“He pretty much gave in to whatever they asked for,” said Res, who was a Trump Organization vice president at the time and involved with the efforts on the Upper West Side. “He was going broke. He really had nothing to bargain with. He caved. And he shouldn’t have—he should have tried. But he lost his nerve.”
She granted: “You know, it’s easy for me to sit here and judge, because it wasn’t my future—it wasn’t my potential bankruptcy. But he hedged his bets. He wasn’t going to take a chance on going bankrupt. I can understand.
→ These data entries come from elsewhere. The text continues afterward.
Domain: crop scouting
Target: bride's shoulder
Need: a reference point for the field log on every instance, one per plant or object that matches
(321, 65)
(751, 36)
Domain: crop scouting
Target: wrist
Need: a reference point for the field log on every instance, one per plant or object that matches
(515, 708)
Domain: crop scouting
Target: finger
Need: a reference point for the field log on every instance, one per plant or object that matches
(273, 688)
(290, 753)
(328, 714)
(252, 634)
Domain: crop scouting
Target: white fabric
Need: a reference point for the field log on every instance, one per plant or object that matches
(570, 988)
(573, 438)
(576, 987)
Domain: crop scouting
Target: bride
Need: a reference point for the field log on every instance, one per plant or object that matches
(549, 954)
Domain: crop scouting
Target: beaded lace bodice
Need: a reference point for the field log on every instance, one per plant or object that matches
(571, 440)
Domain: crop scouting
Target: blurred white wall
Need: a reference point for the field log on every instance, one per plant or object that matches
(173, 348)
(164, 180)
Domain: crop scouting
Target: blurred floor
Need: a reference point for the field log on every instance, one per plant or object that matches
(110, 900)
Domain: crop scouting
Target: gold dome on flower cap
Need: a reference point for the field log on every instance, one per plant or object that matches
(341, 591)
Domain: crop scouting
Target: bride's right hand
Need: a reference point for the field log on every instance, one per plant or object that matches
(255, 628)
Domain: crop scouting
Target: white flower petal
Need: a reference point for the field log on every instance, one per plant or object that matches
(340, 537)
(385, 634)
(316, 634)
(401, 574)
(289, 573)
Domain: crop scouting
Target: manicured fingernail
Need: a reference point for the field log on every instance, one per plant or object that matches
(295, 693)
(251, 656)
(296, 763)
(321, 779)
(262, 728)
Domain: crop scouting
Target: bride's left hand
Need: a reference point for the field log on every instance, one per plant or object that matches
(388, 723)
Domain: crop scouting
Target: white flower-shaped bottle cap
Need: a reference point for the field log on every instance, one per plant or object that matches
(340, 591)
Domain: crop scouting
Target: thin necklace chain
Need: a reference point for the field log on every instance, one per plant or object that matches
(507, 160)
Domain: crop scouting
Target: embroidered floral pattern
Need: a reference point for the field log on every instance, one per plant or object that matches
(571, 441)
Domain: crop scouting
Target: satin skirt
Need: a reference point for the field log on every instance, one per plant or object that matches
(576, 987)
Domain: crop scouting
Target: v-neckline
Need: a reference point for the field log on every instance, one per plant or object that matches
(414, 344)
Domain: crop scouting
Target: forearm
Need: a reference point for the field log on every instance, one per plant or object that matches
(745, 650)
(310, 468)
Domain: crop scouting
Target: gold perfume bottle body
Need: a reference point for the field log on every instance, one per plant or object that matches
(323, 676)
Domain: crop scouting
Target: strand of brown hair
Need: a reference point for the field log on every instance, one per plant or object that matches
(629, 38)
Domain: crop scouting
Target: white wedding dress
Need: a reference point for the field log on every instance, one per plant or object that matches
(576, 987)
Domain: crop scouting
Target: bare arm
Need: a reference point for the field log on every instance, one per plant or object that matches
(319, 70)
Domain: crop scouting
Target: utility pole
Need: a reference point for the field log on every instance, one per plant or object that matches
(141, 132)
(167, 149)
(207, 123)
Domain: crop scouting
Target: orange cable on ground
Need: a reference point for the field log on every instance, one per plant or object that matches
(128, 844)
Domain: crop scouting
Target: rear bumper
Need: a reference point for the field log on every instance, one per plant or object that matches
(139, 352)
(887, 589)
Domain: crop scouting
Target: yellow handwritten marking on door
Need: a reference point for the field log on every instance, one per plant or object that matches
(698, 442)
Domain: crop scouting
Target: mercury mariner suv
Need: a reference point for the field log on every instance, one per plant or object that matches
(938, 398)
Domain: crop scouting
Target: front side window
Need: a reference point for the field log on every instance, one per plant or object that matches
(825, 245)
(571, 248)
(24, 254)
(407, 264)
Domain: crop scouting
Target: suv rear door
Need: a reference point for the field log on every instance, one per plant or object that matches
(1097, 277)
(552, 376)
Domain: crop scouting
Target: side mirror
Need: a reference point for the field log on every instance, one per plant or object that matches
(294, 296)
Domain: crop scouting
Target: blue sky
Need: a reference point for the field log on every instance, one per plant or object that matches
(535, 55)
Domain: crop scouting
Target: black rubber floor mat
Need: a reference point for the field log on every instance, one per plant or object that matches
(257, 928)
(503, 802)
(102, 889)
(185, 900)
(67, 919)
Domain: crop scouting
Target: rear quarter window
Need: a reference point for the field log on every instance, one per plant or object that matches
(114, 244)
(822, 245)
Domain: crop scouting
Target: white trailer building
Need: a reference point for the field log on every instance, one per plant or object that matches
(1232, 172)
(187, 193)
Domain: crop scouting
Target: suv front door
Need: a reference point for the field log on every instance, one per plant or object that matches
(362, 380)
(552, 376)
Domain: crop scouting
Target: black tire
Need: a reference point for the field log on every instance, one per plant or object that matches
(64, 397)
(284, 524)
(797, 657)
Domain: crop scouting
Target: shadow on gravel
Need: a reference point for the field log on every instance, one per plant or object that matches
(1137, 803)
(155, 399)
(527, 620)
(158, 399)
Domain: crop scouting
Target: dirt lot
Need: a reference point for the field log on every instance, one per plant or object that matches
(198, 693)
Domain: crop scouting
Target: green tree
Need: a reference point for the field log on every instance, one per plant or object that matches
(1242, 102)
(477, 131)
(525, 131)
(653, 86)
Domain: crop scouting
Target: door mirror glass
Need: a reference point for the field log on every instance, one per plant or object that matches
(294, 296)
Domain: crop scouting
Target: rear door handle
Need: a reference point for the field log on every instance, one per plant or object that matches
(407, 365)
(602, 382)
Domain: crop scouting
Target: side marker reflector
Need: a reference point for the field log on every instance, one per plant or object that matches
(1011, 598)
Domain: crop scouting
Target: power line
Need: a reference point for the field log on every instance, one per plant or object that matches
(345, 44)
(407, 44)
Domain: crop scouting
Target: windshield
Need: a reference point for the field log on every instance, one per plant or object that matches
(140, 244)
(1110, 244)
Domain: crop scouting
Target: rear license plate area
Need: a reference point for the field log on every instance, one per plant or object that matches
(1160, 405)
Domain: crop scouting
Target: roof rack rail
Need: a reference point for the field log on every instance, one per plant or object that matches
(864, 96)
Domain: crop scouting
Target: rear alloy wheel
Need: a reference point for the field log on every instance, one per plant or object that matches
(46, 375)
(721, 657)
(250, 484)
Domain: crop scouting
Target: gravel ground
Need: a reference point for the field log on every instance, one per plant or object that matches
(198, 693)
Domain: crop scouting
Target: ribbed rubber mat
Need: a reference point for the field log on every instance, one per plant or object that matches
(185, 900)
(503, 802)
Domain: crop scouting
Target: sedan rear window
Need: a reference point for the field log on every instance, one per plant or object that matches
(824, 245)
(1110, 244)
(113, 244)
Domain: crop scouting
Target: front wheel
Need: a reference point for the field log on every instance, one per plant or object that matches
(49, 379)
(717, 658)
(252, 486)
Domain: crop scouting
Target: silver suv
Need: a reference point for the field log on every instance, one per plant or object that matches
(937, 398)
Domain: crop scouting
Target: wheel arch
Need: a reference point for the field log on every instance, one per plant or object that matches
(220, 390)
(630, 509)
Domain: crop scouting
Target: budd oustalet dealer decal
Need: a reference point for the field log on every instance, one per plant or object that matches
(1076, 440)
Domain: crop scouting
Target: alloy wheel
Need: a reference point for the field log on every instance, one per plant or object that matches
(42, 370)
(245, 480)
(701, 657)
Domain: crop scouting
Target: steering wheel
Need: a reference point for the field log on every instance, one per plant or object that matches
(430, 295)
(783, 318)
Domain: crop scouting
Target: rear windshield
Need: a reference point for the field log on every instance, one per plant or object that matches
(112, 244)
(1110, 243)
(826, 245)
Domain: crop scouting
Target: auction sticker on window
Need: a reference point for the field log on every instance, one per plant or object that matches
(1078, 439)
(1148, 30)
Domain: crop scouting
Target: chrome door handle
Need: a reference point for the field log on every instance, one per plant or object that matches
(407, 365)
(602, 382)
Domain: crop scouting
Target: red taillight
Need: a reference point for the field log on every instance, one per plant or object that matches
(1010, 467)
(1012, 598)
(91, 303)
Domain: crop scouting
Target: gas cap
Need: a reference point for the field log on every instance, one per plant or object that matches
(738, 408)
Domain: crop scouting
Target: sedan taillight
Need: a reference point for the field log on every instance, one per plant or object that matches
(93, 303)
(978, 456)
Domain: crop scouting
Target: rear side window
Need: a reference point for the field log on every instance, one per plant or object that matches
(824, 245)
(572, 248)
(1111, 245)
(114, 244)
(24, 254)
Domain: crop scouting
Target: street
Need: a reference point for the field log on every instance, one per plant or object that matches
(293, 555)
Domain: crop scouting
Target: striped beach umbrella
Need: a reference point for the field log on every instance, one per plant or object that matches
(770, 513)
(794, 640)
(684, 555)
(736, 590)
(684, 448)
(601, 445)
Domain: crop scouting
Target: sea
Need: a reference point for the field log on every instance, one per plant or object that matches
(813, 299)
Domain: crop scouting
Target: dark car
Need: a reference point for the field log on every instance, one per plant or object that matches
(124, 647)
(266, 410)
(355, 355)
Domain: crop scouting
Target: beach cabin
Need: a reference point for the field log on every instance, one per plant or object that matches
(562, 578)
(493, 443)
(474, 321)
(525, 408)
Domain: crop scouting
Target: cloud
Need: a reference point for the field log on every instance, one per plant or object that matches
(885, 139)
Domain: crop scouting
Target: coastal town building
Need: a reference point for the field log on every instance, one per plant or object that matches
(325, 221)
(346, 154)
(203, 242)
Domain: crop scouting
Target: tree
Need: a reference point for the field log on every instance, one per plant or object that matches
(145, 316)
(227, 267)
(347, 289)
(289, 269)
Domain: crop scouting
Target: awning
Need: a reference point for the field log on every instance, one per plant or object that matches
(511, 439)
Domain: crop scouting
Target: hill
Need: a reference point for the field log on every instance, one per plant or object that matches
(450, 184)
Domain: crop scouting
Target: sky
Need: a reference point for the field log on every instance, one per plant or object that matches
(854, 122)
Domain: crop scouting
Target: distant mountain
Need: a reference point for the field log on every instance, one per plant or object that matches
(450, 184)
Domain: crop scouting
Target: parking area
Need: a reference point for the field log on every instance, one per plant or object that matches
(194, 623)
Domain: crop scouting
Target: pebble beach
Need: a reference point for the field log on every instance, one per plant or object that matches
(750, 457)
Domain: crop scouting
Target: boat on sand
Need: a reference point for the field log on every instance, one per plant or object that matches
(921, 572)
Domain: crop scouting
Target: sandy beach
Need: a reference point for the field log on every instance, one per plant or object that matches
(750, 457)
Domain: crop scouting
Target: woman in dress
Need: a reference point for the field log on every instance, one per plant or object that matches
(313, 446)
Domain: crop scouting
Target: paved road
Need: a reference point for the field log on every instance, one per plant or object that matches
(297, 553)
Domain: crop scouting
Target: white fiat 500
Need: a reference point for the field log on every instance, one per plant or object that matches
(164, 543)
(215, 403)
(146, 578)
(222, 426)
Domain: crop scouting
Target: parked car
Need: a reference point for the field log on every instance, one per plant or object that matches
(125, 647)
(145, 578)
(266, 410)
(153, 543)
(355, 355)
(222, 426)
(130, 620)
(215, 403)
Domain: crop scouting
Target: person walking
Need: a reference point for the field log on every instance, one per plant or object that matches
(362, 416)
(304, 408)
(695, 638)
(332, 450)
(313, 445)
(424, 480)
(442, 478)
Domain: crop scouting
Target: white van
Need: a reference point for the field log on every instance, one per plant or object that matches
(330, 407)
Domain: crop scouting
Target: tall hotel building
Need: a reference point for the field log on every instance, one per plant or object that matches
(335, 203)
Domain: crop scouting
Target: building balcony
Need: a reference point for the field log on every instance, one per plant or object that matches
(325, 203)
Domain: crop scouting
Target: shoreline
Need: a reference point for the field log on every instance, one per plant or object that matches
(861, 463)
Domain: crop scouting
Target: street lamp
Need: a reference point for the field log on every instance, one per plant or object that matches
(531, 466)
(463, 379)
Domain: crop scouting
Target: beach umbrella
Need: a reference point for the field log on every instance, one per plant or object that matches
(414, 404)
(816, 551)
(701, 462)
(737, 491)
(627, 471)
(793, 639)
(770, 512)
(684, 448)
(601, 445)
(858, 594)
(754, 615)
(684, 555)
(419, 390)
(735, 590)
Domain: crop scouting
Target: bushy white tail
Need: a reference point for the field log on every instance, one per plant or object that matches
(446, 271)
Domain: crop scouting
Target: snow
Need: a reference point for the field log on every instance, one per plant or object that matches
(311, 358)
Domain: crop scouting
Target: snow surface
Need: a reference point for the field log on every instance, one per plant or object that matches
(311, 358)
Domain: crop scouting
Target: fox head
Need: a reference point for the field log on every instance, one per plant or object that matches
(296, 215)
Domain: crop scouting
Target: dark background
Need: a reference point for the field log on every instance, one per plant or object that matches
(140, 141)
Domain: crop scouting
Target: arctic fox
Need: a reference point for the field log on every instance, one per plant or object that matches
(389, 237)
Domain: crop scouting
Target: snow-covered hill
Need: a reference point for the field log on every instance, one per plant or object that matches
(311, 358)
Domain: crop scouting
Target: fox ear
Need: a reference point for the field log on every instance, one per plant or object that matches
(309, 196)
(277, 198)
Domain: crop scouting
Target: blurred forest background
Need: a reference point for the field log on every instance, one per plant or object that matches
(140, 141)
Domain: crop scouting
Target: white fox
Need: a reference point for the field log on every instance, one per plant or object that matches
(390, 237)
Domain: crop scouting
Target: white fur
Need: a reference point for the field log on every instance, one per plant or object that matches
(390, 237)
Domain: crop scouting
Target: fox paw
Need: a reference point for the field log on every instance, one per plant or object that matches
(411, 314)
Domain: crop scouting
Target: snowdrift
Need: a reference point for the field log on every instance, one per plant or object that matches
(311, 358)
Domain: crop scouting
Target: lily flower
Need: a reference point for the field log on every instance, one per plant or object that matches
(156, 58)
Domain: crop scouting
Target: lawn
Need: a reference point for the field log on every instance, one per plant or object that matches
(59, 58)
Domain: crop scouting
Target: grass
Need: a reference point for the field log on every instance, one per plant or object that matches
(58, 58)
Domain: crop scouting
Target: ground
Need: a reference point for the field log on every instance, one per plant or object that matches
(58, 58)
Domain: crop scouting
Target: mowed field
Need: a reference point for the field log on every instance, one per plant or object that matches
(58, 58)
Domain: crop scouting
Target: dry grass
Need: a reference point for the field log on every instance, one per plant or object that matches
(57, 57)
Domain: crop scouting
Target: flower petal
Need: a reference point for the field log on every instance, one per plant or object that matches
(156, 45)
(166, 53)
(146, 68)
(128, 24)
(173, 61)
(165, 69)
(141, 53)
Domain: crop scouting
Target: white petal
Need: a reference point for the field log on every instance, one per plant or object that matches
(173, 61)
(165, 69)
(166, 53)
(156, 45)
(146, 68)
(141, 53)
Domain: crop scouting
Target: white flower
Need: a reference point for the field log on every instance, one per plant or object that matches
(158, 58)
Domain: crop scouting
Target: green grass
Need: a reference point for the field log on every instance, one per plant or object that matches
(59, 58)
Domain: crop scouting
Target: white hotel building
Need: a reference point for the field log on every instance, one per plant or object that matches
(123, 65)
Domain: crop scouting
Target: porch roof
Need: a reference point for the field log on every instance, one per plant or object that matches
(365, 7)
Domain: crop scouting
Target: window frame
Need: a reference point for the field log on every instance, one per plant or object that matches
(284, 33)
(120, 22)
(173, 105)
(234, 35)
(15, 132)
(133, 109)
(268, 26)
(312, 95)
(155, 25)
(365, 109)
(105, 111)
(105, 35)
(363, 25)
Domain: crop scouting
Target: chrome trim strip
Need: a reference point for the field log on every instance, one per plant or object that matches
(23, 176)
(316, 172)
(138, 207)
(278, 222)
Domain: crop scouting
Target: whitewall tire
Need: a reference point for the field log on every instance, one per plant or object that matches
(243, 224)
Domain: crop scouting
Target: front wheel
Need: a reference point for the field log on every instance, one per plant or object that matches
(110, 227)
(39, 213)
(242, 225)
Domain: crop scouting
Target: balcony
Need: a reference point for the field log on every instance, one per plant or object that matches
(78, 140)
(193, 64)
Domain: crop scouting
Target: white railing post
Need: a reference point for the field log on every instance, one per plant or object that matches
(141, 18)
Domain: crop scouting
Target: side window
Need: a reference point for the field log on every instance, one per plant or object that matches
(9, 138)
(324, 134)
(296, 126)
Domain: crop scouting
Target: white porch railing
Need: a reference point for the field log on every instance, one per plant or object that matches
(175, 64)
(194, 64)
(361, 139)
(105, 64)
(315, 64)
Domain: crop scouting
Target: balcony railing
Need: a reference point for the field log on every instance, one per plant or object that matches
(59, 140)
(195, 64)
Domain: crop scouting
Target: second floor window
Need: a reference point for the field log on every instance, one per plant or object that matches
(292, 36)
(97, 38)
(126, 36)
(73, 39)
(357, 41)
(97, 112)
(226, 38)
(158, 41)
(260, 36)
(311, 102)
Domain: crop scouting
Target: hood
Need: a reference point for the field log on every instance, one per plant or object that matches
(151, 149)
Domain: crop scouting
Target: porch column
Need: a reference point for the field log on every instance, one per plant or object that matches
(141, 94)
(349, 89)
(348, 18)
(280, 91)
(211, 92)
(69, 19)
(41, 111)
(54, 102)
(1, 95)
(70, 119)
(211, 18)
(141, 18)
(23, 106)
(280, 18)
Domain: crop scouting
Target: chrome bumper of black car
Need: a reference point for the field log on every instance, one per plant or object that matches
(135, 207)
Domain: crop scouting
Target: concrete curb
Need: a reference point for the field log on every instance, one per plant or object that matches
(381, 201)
There was so much at stake for him.”
Looking back, 1990 represents a significant shift in Trump’s approach: There would be no more long-term, multiparty, Commodore-to-Grand Hyatt scenarios. Trump Tower would remain the apex of his deal-making acumen. There were still some good moves—his sale of his majority stake on the Upper West Side to Hong Kong businessmen in 1994 and his bargain-basement acquisition of 40 Wall Street in 1995 proved to be critical money-makers as he clawed his way out of the hole he had created—but Trump’s post-‘90 negotiations increasingly were for comparatively uncomplicated branding and licensing agreements, in which others did the harder legal work while he put his name on labels and made promotional appearances.“ Most of the deals that he did from that point forward,” Latz, the author of The Real Trump Deal, told me, “were relatively straightforward, simple, zero-sum deals.”